Heterodimensional Interface Boosts Efficiency and Stability of Sn–Pb Perovskite Solar Cells

A research team from the Korea Advanced Institute of Science and Technology (KAIST) and Seoul National University (SNU) has achieved a significant breakthrough in the performance and durability of tin–lead (Sn–Pb) perovskite solar cells (PSCs), as reported in Small (Wiley) on January 28, 2026 (DOI: 10.1002/smll.202511627).

Sn–Pb PSCs, known for their optimal low bandgap and strong potential as the bottom subcell in all-perovskite tandem solar architectures, have long been constrained by rapid oxidation of Sn²⁺ ions and high densities of defects that limit efficiency and stability.

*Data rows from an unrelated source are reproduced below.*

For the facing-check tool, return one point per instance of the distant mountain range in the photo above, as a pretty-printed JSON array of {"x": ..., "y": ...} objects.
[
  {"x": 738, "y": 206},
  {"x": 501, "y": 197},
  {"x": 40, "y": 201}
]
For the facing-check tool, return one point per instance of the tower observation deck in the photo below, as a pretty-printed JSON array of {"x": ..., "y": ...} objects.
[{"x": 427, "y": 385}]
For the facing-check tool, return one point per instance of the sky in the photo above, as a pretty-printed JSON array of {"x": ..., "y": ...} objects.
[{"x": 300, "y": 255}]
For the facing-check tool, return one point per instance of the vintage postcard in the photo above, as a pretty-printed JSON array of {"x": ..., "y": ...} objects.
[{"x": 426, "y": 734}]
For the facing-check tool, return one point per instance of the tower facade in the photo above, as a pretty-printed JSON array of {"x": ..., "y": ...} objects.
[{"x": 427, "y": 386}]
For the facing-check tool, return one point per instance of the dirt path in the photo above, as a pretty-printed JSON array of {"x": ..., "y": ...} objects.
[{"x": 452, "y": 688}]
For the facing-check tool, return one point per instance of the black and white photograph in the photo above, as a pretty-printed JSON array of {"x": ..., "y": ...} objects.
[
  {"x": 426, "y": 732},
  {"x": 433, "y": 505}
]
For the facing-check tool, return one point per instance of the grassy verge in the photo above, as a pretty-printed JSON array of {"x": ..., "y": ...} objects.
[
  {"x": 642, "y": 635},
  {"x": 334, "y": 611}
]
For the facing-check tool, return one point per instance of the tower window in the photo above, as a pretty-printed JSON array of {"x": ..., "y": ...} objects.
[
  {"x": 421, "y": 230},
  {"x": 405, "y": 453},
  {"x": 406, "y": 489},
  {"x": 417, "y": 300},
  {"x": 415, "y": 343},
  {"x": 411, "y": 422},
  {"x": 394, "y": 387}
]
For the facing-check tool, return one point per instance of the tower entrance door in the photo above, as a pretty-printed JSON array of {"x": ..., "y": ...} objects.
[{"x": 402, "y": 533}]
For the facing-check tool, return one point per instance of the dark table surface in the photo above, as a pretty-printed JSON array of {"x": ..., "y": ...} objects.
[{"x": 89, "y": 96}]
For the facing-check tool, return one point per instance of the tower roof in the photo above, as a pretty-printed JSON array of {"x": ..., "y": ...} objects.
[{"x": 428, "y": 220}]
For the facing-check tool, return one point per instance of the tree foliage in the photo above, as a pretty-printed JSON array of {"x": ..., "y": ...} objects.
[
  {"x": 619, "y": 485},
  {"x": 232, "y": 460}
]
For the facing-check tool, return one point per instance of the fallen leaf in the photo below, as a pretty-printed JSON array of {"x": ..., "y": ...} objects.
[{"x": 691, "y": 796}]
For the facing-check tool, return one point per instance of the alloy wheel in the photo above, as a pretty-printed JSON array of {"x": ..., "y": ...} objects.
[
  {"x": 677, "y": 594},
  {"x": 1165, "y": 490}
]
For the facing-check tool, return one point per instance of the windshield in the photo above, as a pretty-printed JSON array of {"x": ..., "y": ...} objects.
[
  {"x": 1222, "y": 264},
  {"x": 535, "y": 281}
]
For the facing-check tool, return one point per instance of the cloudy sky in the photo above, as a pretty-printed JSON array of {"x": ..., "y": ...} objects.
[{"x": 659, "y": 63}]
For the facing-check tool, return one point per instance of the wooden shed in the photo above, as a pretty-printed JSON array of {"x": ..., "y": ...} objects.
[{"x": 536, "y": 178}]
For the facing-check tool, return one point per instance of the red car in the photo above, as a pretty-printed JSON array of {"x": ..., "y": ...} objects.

To overcome these challenges, the researchers developed a heterodimensional interface by incorporating FA₂SnI₆, a vacancy-ordered double perovskite (FADP) and stable n-type semiconductor, between the Sn–Pb perovskite absorber and the electron transport layer (ETL). This engineered interface effectively passivates interfacial defects, reduces non-radiative recombination, and creates improved energy-band alignment between the absorber and ETL — all of which are critical to improving charge extraction and overall device performance.

Through this interfacial design, the team fabricated an optimized FA₀.₇MA₀.₃Sn₀.₅Pb₀.₅I₃ device that achieved a power-conversion efficiency (PCE) of 22.21%. Furthermore, the device retained 91% of its initial efficiency after 600 hours of storage under nitrogen, demonstrating significantly enhanced environmental stability compared to conventional Sn–Pb PSCs.

These results highlight the dual benefit of enhanced interfacial charge dynamics and improved material stability, affirming the potential of vacancy-ordered double perovskites like FA₂SnI₆ as interfacial materials in future high-performance, durable perovskite tandem solar cells. The study marks a notable advance in addressing key challenges for Sn–Pb PSCs and accelerates progress toward commercially viable all-perovskite tandem photovoltaics.